L’IPEF come ostacolo all’OBOR nell’Indo-Pacifico?
Dopo anni in cui l’Amministrazione Trump si era disimpegnata dal promuovere iniziative economiche in Asia (si pensi al ritiro dell’adesione USA al CPTPP) l’Amministrazione Biden ha lanciato una nuova iniziativa, l’Indo-Pacific Economic Framework for Prosperity (IPEF), che si prefigge come obbiettivo dichiarato quello di promuovere lo sviluppo e la cooperazione economica tra alcuni Paesi della regione. È interessante notare come IPEF ponga enfasi sulla creazione di una cornice di regole comuni tra gli Stati aderenti, che favorisca la crescita di quattro settori: commercio e interscambio di informazioni, sicurezza delle catene logistiche, economia sostenibile e legalità (“Fair Economy”). In sostanza, attraverso un nuovo sistema di regole e standard comuni in diverse aree di sviluppo, IPEF vuole dettare nuovi criteri comuni di accesso ai mercati dei Paesi membri, in particolare agli Stati Uniti. Si può osservare come tale sistema, propedeutico a potenziali accordi commerciali ma non necessariamente limitato a questi ultimi, ponga l’osservanza di regole e standard comuni come prerequisito per future forme di collaborazione economica.
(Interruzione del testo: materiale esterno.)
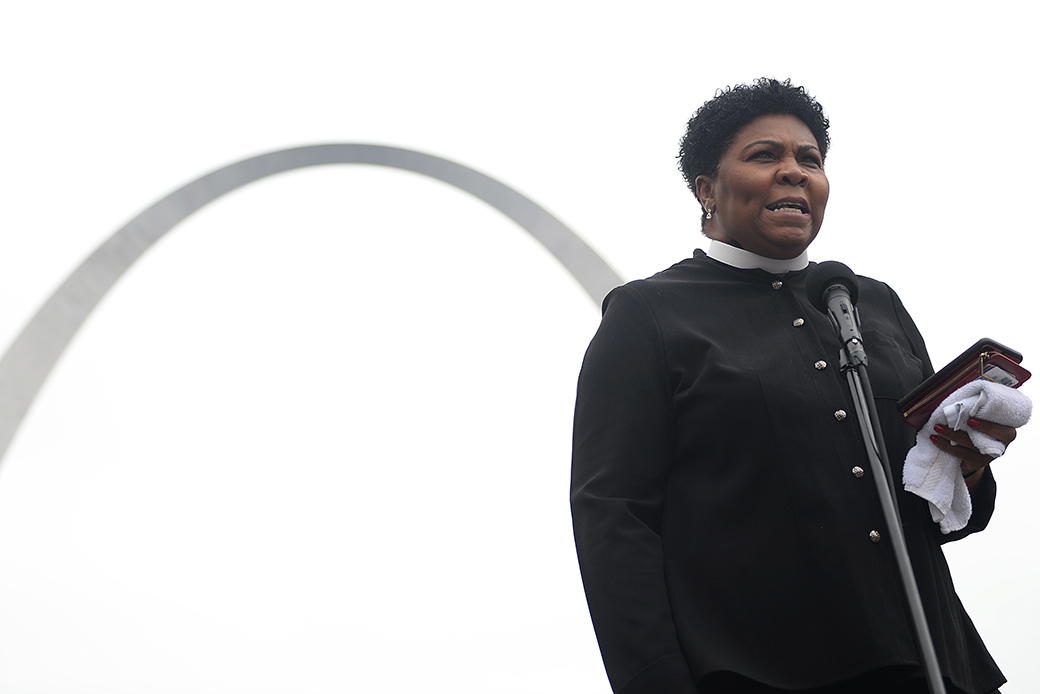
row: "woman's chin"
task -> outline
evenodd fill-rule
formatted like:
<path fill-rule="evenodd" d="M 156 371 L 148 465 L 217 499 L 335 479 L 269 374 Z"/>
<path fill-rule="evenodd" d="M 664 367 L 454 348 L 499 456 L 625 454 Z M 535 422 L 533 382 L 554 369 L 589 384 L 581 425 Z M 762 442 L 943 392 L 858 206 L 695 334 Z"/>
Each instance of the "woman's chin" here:
<path fill-rule="evenodd" d="M 816 238 L 816 232 L 809 229 L 785 229 L 780 233 L 764 239 L 764 247 L 769 253 L 760 253 L 768 258 L 790 260 L 805 252 Z"/>

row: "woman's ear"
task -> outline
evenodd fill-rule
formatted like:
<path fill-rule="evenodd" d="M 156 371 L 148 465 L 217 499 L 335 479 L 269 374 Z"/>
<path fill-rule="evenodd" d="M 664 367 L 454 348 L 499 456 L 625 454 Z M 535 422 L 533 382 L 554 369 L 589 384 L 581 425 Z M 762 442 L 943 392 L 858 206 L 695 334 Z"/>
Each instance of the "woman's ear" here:
<path fill-rule="evenodd" d="M 697 199 L 701 201 L 701 206 L 705 210 L 714 210 L 715 181 L 702 174 L 694 179 L 693 184 L 697 188 Z"/>

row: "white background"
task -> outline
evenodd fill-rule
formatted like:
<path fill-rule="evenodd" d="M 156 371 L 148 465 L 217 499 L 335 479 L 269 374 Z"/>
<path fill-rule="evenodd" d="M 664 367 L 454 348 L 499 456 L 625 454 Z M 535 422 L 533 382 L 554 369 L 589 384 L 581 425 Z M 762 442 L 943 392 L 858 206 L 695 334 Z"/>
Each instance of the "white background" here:
<path fill-rule="evenodd" d="M 833 124 L 812 258 L 893 285 L 937 365 L 989 336 L 1031 366 L 1037 10 L 838 7 L 8 7 L 0 346 L 145 207 L 315 143 L 476 168 L 647 276 L 704 246 L 686 120 L 769 75 Z M 567 505 L 597 322 L 525 232 L 421 176 L 309 169 L 205 208 L 102 302 L 0 466 L 0 693 L 609 691 Z M 1040 689 L 1035 441 L 948 551 L 1008 694 Z"/>

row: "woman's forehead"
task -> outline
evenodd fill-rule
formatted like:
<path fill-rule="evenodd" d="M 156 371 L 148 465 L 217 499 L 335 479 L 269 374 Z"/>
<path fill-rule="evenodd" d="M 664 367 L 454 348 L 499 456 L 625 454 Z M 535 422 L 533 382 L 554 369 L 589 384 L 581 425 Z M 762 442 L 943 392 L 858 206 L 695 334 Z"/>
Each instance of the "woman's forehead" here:
<path fill-rule="evenodd" d="M 819 149 L 816 136 L 812 130 L 797 116 L 781 113 L 770 113 L 759 116 L 743 128 L 737 131 L 733 143 L 729 149 L 734 147 L 746 147 L 749 143 L 756 141 L 775 141 L 782 144 L 794 144 L 801 148 L 805 145 Z"/>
In tal senso, per quanto scarno di contenuti, è un utile indicatore per delineare la futura policy di Washington in materia.
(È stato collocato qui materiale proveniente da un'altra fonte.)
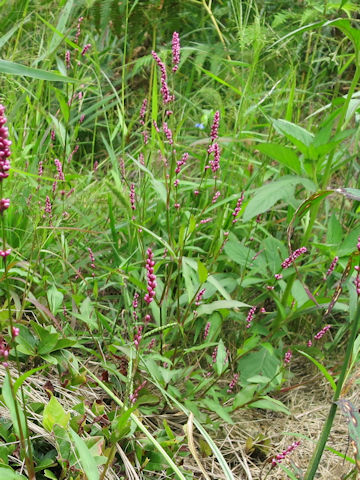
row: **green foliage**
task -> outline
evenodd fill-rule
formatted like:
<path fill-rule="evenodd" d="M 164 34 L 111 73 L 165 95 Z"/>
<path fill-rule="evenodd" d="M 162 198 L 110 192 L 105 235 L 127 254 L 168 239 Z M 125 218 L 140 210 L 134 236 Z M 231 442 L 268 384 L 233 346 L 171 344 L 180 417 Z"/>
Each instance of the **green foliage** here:
<path fill-rule="evenodd" d="M 221 426 L 242 409 L 291 413 L 285 352 L 340 388 L 331 353 L 343 354 L 359 281 L 355 5 L 25 4 L 0 19 L 12 141 L 0 185 L 11 199 L 1 248 L 12 249 L 0 265 L 0 476 L 23 478 L 20 456 L 31 480 L 103 480 L 127 457 L 129 476 L 192 478 L 183 457 L 197 445 L 162 416 L 173 408 L 231 480 Z M 333 336 L 320 340 L 324 320 Z M 45 368 L 49 400 L 34 401 Z"/>

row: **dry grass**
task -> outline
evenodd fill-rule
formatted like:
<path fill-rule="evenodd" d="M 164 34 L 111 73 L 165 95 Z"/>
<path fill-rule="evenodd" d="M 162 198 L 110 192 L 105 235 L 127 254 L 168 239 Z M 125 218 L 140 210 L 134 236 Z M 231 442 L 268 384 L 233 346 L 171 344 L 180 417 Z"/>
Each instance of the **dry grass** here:
<path fill-rule="evenodd" d="M 304 368 L 308 370 L 305 374 Z M 295 362 L 292 365 L 292 371 L 294 373 L 292 384 L 288 385 L 287 391 L 284 391 L 278 397 L 287 405 L 292 413 L 291 416 L 259 409 L 243 409 L 237 411 L 236 414 L 233 415 L 235 421 L 234 425 L 223 425 L 217 432 L 217 444 L 232 468 L 236 480 L 264 479 L 270 470 L 268 460 L 282 450 L 285 450 L 294 440 L 299 439 L 299 436 L 304 436 L 307 439 L 300 438 L 301 445 L 283 462 L 283 464 L 289 467 L 291 460 L 294 461 L 303 472 L 306 471 L 314 445 L 321 432 L 330 407 L 332 391 L 323 378 L 313 370 L 311 366 L 305 366 L 303 361 L 302 363 L 299 361 L 298 363 Z M 0 367 L 0 381 L 4 379 L 4 376 L 4 368 Z M 48 377 L 37 374 L 26 382 L 26 395 L 30 401 L 42 403 L 48 402 L 48 397 L 44 389 L 44 384 L 47 380 Z M 301 384 L 299 383 L 296 385 L 297 380 L 301 382 Z M 74 405 L 81 400 L 86 399 L 87 404 L 90 404 L 96 399 L 104 397 L 104 392 L 98 388 L 81 386 L 80 389 L 74 392 L 61 387 L 56 377 L 52 378 L 51 382 L 54 386 L 58 400 L 67 411 L 71 411 Z M 359 404 L 358 396 L 359 395 L 353 386 L 353 391 L 347 394 L 347 398 L 350 398 L 351 401 L 357 405 Z M 73 413 L 76 414 L 75 411 Z M 1 404 L 0 414 L 5 417 L 8 416 L 7 408 Z M 87 408 L 87 414 L 89 415 L 89 418 L 95 417 L 90 408 Z M 143 420 L 146 422 L 150 430 L 154 430 L 156 425 L 162 423 L 163 418 L 167 419 L 170 427 L 176 433 L 180 435 L 184 434 L 184 426 L 188 419 L 180 412 L 146 417 Z M 41 415 L 31 414 L 29 420 L 30 429 L 34 436 L 41 435 L 43 438 L 46 438 L 50 444 L 54 444 L 52 435 L 41 426 Z M 214 420 L 218 421 L 217 418 L 214 418 Z M 264 451 L 261 451 L 261 449 L 258 448 L 259 445 L 255 445 L 254 450 L 250 452 L 246 446 L 247 442 L 249 442 L 249 439 L 254 441 L 259 435 L 263 436 L 260 443 L 262 444 Z M 198 451 L 198 457 L 204 466 L 208 477 L 217 480 L 224 478 L 223 472 L 215 458 L 212 456 L 201 456 L 198 447 L 200 436 L 195 428 L 194 440 Z M 352 449 L 351 447 L 350 449 L 348 448 L 346 421 L 339 411 L 336 415 L 328 445 L 343 454 L 347 453 L 349 456 L 352 456 Z M 169 478 L 166 477 L 164 473 L 160 472 L 146 473 L 143 471 L 140 473 L 137 466 L 133 466 L 127 459 L 120 446 L 118 448 L 118 453 L 124 463 L 128 479 Z M 188 471 L 193 472 L 194 479 L 204 478 L 201 469 L 191 455 L 185 458 L 184 467 Z M 354 465 L 350 464 L 348 461 L 344 462 L 337 455 L 325 451 L 318 470 L 317 478 L 323 480 L 340 480 L 344 475 L 353 470 L 353 468 Z M 116 480 L 119 477 L 110 469 L 106 478 L 108 480 Z M 281 468 L 277 466 L 270 471 L 266 478 L 267 480 L 285 480 L 288 477 Z"/>

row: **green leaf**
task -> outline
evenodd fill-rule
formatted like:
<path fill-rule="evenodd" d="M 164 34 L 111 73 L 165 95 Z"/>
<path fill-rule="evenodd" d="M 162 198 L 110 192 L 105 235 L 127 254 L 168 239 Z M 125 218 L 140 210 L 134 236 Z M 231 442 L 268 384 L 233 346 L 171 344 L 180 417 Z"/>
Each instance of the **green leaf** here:
<path fill-rule="evenodd" d="M 70 429 L 69 435 L 75 444 L 76 450 L 78 451 L 81 466 L 88 480 L 99 480 L 100 476 L 96 462 L 86 443 L 72 429 Z"/>
<path fill-rule="evenodd" d="M 336 218 L 335 213 L 333 213 L 327 225 L 326 243 L 328 245 L 338 245 L 341 242 L 342 235 L 341 224 Z"/>
<path fill-rule="evenodd" d="M 317 366 L 317 368 L 320 370 L 320 372 L 324 375 L 324 377 L 326 378 L 326 380 L 330 383 L 330 386 L 331 388 L 334 390 L 334 392 L 336 391 L 336 383 L 335 383 L 335 380 L 333 379 L 332 375 L 326 370 L 326 368 L 324 367 L 324 365 L 322 365 L 320 362 L 318 362 L 317 360 L 315 360 L 315 358 L 313 358 L 311 355 L 309 355 L 308 353 L 305 353 L 301 350 L 297 350 L 297 352 L 301 353 L 301 355 L 304 355 L 304 357 L 306 357 L 308 360 L 310 360 L 314 365 Z"/>
<path fill-rule="evenodd" d="M 261 143 L 256 148 L 298 175 L 301 173 L 300 160 L 292 148 L 277 143 Z"/>
<path fill-rule="evenodd" d="M 199 277 L 199 282 L 200 283 L 205 283 L 206 280 L 207 280 L 207 277 L 208 277 L 208 271 L 205 267 L 205 265 L 200 262 L 200 260 L 198 260 L 197 262 L 197 273 L 198 273 L 198 277 Z"/>
<path fill-rule="evenodd" d="M 246 385 L 244 388 L 241 389 L 239 393 L 235 395 L 234 403 L 233 403 L 233 410 L 236 408 L 242 407 L 243 405 L 250 403 L 254 397 L 254 393 L 256 392 L 258 386 L 257 385 Z"/>
<path fill-rule="evenodd" d="M 281 180 L 276 180 L 257 188 L 254 196 L 246 206 L 243 216 L 244 221 L 248 221 L 260 213 L 266 212 L 279 200 L 285 200 L 289 203 L 289 198 L 293 197 L 295 187 L 298 184 L 303 185 L 307 190 L 316 190 L 311 180 L 295 176 L 286 176 Z"/>
<path fill-rule="evenodd" d="M 5 405 L 9 409 L 11 421 L 14 425 L 15 433 L 17 437 L 20 437 L 20 427 L 24 435 L 26 432 L 25 415 L 24 415 L 23 407 L 21 406 L 20 402 L 18 401 L 18 399 L 15 400 L 13 397 L 10 381 L 11 380 L 9 377 L 9 372 L 7 371 L 4 379 L 3 387 L 2 387 L 2 396 L 4 398 Z M 15 405 L 15 401 L 17 402 L 17 405 Z M 18 414 L 19 414 L 20 427 L 19 427 L 16 411 L 18 411 Z"/>
<path fill-rule="evenodd" d="M 263 408 L 264 410 L 273 410 L 274 412 L 282 412 L 286 413 L 286 415 L 291 415 L 290 410 L 286 408 L 280 400 L 275 400 L 275 398 L 268 397 L 267 395 L 260 397 L 256 402 L 252 402 L 249 407 Z"/>
<path fill-rule="evenodd" d="M 0 467 L 0 478 L 1 480 L 26 480 L 26 477 L 20 475 L 19 473 L 11 470 L 10 467 L 1 466 Z"/>
<path fill-rule="evenodd" d="M 241 308 L 249 307 L 247 303 L 239 302 L 238 300 L 216 300 L 211 303 L 204 303 L 197 308 L 198 315 L 210 315 L 216 310 L 222 310 L 225 308 Z"/>
<path fill-rule="evenodd" d="M 16 393 L 18 391 L 19 387 L 25 382 L 27 378 L 29 378 L 31 375 L 38 372 L 39 370 L 43 370 L 46 367 L 47 365 L 40 365 L 40 367 L 32 368 L 31 370 L 23 373 L 19 378 L 16 379 L 13 385 L 14 392 Z"/>
<path fill-rule="evenodd" d="M 233 419 L 230 417 L 229 413 L 225 410 L 225 408 L 220 405 L 219 402 L 215 402 L 215 400 L 211 400 L 210 398 L 203 398 L 202 403 L 212 412 L 215 412 L 219 417 L 221 417 L 225 422 L 233 424 Z"/>
<path fill-rule="evenodd" d="M 94 307 L 89 297 L 86 297 L 85 300 L 80 305 L 80 315 L 73 313 L 73 315 L 85 322 L 92 330 L 98 327 Z"/>
<path fill-rule="evenodd" d="M 314 141 L 314 135 L 312 133 L 299 125 L 295 125 L 295 123 L 282 119 L 273 119 L 272 124 L 278 133 L 284 135 L 303 153 L 307 152 L 306 147 L 310 147 Z"/>
<path fill-rule="evenodd" d="M 221 375 L 223 371 L 226 370 L 227 368 L 226 357 L 227 357 L 227 353 L 226 353 L 224 342 L 220 340 L 218 344 L 216 362 L 214 365 L 214 369 L 218 375 Z"/>
<path fill-rule="evenodd" d="M 31 77 L 38 80 L 45 80 L 47 82 L 66 82 L 78 83 L 80 80 L 70 77 L 64 77 L 54 72 L 47 72 L 37 68 L 26 67 L 20 63 L 10 62 L 8 60 L 0 60 L 0 73 L 9 75 L 20 75 L 21 77 Z"/>
<path fill-rule="evenodd" d="M 42 424 L 48 432 L 51 432 L 54 425 L 67 427 L 70 420 L 70 413 L 66 413 L 59 401 L 52 396 L 43 412 Z"/>
<path fill-rule="evenodd" d="M 59 292 L 55 285 L 52 285 L 47 291 L 47 298 L 51 312 L 55 315 L 62 305 L 64 295 Z"/>
<path fill-rule="evenodd" d="M 269 388 L 275 387 L 281 382 L 281 375 L 276 375 L 280 364 L 275 353 L 262 346 L 260 350 L 250 352 L 238 361 L 237 371 L 240 372 L 240 383 L 246 385 L 249 383 L 249 378 L 262 375 L 273 379 Z"/>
Il Sud.Est Asiatico come crocevia tra le due iniziative
Stringendo ancor più la lente verso quello che sarà fulcro dell’economia mondiale nei prossimi anni, i Paesi del Sud-Est asiatico si trovano al centro delle due iniziative: Singapore, Malesia Filippine, Vietnam, Tailandia, Brunei e Indonesia sono sia membri aderenti l’IPEF che possibili snodi della Maritime Silk Road Cinese. Come illustrato, per quanto tali iniziative non siano necessariamente in contrasto tra loro, la sfida per questi Paesi sarà quella di sfruttare al massimo entrambe le opportunità, senza incappare nel rischio di legare la propria economia e spesa pubblica a doppio filo con la Cina, finendo addirittura per adottare politiche che siano in contrasto con i principi di IPEF. Inoltre, per questi Paesi le regole di IPEF potrebbero effettivamente fungere da linee guida nell’ingaggiare la Cina in negoziazioni relative alla realizzazione delle opere infrastrutturali OBOR, mitigandone in ultima istanza i rischi.
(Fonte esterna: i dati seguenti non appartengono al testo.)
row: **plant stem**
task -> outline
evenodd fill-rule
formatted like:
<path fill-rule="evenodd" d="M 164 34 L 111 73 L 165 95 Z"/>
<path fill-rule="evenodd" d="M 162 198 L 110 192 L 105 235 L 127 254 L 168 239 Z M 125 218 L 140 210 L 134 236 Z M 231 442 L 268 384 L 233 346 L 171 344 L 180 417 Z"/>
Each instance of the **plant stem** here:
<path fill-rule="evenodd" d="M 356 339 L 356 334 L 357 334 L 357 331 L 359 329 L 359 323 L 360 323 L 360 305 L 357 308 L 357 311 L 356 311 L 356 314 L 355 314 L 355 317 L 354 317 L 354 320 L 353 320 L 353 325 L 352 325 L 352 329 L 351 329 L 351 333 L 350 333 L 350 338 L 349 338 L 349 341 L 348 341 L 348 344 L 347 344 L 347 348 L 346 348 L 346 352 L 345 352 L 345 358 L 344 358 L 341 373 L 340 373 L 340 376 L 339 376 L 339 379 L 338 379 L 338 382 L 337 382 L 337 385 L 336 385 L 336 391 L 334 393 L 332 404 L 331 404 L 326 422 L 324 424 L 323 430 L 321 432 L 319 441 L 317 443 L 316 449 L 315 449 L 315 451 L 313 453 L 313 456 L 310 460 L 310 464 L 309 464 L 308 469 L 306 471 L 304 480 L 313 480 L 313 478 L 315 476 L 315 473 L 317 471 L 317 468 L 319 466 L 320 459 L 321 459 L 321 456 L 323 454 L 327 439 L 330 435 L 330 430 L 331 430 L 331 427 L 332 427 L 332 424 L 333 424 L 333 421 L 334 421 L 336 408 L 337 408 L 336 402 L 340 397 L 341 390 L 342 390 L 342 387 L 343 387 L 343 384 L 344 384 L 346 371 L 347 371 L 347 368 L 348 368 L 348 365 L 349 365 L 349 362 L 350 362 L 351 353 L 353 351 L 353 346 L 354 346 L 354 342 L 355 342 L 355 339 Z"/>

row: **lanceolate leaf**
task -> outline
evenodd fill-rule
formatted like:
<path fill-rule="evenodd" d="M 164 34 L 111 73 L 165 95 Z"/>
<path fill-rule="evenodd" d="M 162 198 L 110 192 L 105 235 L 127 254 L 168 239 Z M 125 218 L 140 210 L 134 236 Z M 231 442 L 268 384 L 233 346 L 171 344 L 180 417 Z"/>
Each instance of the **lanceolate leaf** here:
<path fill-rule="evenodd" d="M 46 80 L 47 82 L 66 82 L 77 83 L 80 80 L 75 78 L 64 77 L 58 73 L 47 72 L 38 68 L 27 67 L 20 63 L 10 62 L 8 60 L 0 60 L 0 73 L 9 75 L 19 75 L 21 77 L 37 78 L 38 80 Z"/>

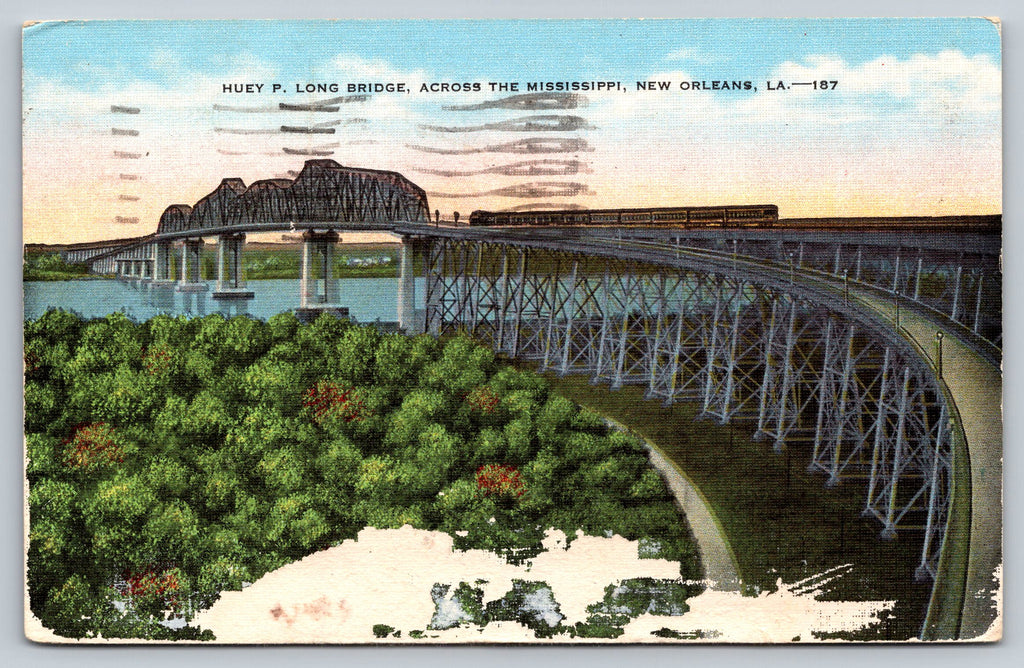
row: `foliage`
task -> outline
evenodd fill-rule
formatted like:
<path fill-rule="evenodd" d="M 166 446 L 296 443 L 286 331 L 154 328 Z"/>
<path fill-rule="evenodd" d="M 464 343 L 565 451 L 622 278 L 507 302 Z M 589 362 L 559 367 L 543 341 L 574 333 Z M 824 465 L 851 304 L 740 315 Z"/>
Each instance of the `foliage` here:
<path fill-rule="evenodd" d="M 466 403 L 474 411 L 481 413 L 493 413 L 494 409 L 501 403 L 498 394 L 486 385 L 474 389 L 466 396 Z"/>
<path fill-rule="evenodd" d="M 614 532 L 700 575 L 643 449 L 467 338 L 51 311 L 25 354 L 30 605 L 61 635 L 209 637 L 180 621 L 366 526 L 513 563 L 549 528 Z"/>
<path fill-rule="evenodd" d="M 89 268 L 84 264 L 69 264 L 59 253 L 26 251 L 22 266 L 22 279 L 26 281 L 67 281 L 84 278 Z"/>
<path fill-rule="evenodd" d="M 476 472 L 476 488 L 484 496 L 517 499 L 526 492 L 519 469 L 502 464 L 487 464 Z"/>
<path fill-rule="evenodd" d="M 64 461 L 72 468 L 90 469 L 123 462 L 124 453 L 113 428 L 97 422 L 75 430 L 64 450 Z"/>
<path fill-rule="evenodd" d="M 434 615 L 430 626 L 445 630 L 457 626 L 486 626 L 491 622 L 512 621 L 533 630 L 538 638 L 618 638 L 626 624 L 640 615 L 680 616 L 690 608 L 686 599 L 698 594 L 700 587 L 681 580 L 633 578 L 605 587 L 602 600 L 587 606 L 587 621 L 565 624 L 554 592 L 544 582 L 513 580 L 512 589 L 499 599 L 483 604 L 483 589 L 460 582 L 435 583 L 430 591 Z M 666 629 L 667 631 L 667 629 Z M 674 633 L 669 631 L 669 633 Z M 655 635 L 659 635 L 655 633 Z M 682 636 L 667 636 L 682 637 Z"/>
<path fill-rule="evenodd" d="M 397 638 L 402 632 L 396 631 L 395 627 L 388 626 L 387 624 L 374 624 L 373 625 L 373 637 L 374 638 L 387 638 L 389 635 L 394 634 Z"/>
<path fill-rule="evenodd" d="M 487 604 L 485 615 L 487 621 L 519 622 L 538 638 L 550 638 L 564 630 L 565 616 L 544 582 L 513 580 L 511 590 Z"/>
<path fill-rule="evenodd" d="M 346 249 L 346 254 L 334 256 L 335 278 L 391 278 L 398 275 L 398 253 L 394 245 L 346 246 Z M 208 255 L 212 259 L 213 253 Z M 301 262 L 301 249 L 292 245 L 247 248 L 243 269 L 249 280 L 298 278 Z"/>
<path fill-rule="evenodd" d="M 313 412 L 313 420 L 323 424 L 329 420 L 354 422 L 365 418 L 363 401 L 352 388 L 338 387 L 337 383 L 326 380 L 306 390 L 302 405 Z"/>
<path fill-rule="evenodd" d="M 428 629 L 444 630 L 477 624 L 487 624 L 483 599 L 484 592 L 467 582 L 460 582 L 453 591 L 451 585 L 435 583 L 430 589 L 434 601 L 434 616 Z"/>
<path fill-rule="evenodd" d="M 154 617 L 182 612 L 184 601 L 177 569 L 161 571 L 148 568 L 137 573 L 125 573 L 124 581 L 111 587 L 136 611 L 146 611 Z"/>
Alla luce di questa analisi, appare ancora una volta come la competizione strategica tra USA e Cina possa essere sfruttata dai Paesi emergenti come perno per il proprio interesse nazionale, alla luce di quelli che sono i rischi da essi derivanti. Molto di questo dipenderà sia dall’evoluzione e dall’efficacia di IPEF nel legare agli Stati Uniti molte di queste economie emergenti, sia dall’evoluzione dei rapporti economici e diplomatici cinesi con tali paesi, in un contesto di rapida ripresa post pandemica.